# 2000 Frontier - Air Conditioning not turning on?



## kkspeed (Jul 7, 2004)

I have a 2000 4 Cyl, 2WD, King Cab Frontier with 60,000 miles.

I've been having a sporatic problem with the AC turning on. The system blows cold "when" it turns on, but recently, the compressor doesn't engage when I push the AC button and turn on the fan. The light on the AC Button turns on (blue), but the compressor doesn't engage. I wait a while and then it system activates.

I put a gauge on the system and it appears to be full of Freon.
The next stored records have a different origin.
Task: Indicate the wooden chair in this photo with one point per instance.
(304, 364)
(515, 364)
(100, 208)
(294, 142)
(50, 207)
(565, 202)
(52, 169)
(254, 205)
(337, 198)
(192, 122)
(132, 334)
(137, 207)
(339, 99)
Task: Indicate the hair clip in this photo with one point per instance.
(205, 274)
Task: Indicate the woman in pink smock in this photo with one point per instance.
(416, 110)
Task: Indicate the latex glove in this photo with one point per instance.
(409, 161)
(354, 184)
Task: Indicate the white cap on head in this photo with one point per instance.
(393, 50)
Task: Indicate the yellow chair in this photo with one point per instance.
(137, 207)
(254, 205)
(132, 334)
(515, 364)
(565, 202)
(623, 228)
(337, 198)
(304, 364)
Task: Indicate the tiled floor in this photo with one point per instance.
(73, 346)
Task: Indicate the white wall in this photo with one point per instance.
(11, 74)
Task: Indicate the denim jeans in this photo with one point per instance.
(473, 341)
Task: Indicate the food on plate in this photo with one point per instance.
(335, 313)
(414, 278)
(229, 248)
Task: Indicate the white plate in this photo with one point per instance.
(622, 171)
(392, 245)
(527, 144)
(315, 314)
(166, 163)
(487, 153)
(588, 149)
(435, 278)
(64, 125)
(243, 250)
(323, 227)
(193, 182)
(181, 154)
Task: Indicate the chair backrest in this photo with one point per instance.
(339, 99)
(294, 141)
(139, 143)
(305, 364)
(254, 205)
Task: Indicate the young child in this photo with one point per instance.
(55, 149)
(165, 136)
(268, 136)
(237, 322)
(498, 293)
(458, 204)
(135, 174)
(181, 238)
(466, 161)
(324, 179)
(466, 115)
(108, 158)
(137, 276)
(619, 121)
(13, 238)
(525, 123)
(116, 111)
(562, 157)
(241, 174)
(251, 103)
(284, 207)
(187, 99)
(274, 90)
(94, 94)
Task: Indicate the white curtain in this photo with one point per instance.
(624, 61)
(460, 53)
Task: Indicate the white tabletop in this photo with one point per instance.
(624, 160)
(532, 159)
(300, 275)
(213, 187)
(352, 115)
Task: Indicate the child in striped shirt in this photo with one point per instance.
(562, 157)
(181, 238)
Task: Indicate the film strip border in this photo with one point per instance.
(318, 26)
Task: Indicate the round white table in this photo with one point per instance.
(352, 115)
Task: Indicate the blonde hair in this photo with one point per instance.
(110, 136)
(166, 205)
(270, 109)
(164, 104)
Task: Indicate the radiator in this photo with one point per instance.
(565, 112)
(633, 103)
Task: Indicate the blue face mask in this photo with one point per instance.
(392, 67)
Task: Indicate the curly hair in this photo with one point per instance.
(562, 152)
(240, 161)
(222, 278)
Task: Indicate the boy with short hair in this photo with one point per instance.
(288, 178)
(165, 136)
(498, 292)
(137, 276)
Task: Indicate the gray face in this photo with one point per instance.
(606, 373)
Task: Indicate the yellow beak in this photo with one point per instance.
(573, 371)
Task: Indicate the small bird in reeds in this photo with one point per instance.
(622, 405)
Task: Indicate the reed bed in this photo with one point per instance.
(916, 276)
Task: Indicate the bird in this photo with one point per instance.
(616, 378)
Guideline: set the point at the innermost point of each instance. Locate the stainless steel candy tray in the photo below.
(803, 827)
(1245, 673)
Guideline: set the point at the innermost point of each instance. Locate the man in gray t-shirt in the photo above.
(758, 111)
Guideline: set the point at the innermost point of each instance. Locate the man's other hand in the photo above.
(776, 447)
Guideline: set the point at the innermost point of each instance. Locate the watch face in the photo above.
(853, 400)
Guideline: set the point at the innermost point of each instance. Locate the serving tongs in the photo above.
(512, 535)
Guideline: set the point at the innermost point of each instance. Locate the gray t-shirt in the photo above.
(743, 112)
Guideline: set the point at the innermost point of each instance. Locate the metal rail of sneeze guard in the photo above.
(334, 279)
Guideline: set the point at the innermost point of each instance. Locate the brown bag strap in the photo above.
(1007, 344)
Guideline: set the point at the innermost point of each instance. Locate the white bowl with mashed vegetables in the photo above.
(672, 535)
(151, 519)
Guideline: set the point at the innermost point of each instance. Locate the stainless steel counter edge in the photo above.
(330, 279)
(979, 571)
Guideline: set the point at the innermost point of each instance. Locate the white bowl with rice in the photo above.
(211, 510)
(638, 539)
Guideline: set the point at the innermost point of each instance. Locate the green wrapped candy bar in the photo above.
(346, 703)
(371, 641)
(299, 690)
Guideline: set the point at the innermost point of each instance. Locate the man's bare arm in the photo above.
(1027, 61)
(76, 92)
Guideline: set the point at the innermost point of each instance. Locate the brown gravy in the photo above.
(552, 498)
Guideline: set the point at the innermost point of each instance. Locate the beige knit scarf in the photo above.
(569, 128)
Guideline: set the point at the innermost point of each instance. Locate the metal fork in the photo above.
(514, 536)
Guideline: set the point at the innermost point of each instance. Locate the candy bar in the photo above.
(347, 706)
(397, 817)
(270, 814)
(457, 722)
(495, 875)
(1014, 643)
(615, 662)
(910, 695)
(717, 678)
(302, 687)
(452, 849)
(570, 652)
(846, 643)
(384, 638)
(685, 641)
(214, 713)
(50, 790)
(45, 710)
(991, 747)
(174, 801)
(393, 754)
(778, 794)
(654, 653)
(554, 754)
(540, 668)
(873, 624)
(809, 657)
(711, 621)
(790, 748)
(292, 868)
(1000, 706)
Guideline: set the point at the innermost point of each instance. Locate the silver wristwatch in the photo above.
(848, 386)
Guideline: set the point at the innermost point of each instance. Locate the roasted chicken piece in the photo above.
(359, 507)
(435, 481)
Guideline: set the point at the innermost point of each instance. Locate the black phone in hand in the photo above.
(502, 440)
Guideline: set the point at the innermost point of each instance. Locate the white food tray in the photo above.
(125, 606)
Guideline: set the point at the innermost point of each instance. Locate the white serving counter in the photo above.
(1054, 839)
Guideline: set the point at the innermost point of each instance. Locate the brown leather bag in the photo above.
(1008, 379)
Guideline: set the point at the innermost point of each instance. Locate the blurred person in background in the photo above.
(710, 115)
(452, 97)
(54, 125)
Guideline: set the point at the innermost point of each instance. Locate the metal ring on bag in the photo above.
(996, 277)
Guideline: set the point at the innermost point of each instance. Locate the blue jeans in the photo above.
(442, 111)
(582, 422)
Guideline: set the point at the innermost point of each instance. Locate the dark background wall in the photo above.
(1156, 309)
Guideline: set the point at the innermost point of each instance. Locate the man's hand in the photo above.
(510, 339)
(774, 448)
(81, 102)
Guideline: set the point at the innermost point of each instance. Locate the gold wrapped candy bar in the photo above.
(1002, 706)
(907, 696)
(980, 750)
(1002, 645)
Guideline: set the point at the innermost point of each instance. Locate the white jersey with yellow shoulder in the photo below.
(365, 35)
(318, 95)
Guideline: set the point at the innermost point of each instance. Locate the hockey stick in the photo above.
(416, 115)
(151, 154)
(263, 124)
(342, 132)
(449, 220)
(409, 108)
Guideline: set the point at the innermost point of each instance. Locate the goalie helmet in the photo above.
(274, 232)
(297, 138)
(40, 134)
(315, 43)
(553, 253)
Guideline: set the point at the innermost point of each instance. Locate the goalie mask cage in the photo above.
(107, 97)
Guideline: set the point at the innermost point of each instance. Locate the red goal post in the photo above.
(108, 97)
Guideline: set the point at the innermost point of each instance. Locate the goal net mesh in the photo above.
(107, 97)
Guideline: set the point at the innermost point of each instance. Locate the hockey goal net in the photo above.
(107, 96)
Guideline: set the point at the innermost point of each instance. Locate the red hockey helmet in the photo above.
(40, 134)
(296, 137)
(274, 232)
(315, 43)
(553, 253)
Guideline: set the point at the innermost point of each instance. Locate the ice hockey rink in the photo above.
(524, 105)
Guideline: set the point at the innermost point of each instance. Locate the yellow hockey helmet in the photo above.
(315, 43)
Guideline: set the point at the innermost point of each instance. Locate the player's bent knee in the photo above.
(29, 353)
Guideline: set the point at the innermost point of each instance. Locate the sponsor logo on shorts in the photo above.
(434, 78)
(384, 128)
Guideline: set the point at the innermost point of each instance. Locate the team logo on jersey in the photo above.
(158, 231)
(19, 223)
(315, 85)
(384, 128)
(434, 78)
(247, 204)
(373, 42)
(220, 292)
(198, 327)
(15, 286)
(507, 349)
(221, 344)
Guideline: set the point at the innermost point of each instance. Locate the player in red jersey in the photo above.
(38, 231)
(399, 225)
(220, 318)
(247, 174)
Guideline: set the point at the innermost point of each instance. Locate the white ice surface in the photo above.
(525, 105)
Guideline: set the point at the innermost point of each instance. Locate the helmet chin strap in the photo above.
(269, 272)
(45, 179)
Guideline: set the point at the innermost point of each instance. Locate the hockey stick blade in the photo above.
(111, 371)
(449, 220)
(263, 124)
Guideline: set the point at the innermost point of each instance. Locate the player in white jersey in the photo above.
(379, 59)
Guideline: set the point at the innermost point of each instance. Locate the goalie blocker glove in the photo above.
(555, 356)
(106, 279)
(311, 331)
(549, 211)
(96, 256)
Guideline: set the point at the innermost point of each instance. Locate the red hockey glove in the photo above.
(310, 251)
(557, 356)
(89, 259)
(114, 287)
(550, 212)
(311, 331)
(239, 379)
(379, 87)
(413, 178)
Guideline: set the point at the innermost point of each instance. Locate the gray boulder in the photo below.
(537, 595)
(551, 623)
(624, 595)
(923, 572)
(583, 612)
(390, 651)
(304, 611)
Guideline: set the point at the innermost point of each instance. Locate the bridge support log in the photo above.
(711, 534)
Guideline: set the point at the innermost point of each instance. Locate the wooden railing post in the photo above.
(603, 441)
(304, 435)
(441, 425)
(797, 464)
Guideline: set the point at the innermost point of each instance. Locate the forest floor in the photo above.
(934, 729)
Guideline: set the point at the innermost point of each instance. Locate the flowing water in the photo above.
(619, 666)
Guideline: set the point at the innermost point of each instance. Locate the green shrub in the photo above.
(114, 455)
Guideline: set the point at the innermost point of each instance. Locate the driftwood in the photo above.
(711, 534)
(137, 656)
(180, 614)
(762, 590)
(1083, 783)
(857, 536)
Any assistance would be appreciated!


----------



## nissanmadness (Sep 18, 2006)

kkspeed said:


> I have a 2000 4 Cyl, 2WD, King Cab Frontier with 60,000 miles.
> 
> I've been having a sporatic problem with the AC turning on. The system blows cold "when" it turns on, but recently, the compressor doesn't engage when I push the AC button and turn on the fan. The light on the AC Button turns on (blue), but the compressor doesn't engage. I wait a while and then it system activates.
> 
> ...


Check for loose or dirty connections on your compressor. Make sure the engine ground strap is tight. Check that the a/c relay is plugged in all the way. You may have a lazy relay. Try using one from another circuit, and see if it doesn't improve.


----------



## Cusser (Apr 16, 2004)

Post both your low and high pressures at about 1500 rpm. And you don't have freon, you have R134a refrigerant in your 2000 (freon was a DuPont trade name for their R-12 refrigerant, dichlorodifluoromethane).


----------



## kkspeed (Jul 7, 2004)

Thanks for the help! I will look into it tomorrow and get back to you.


----------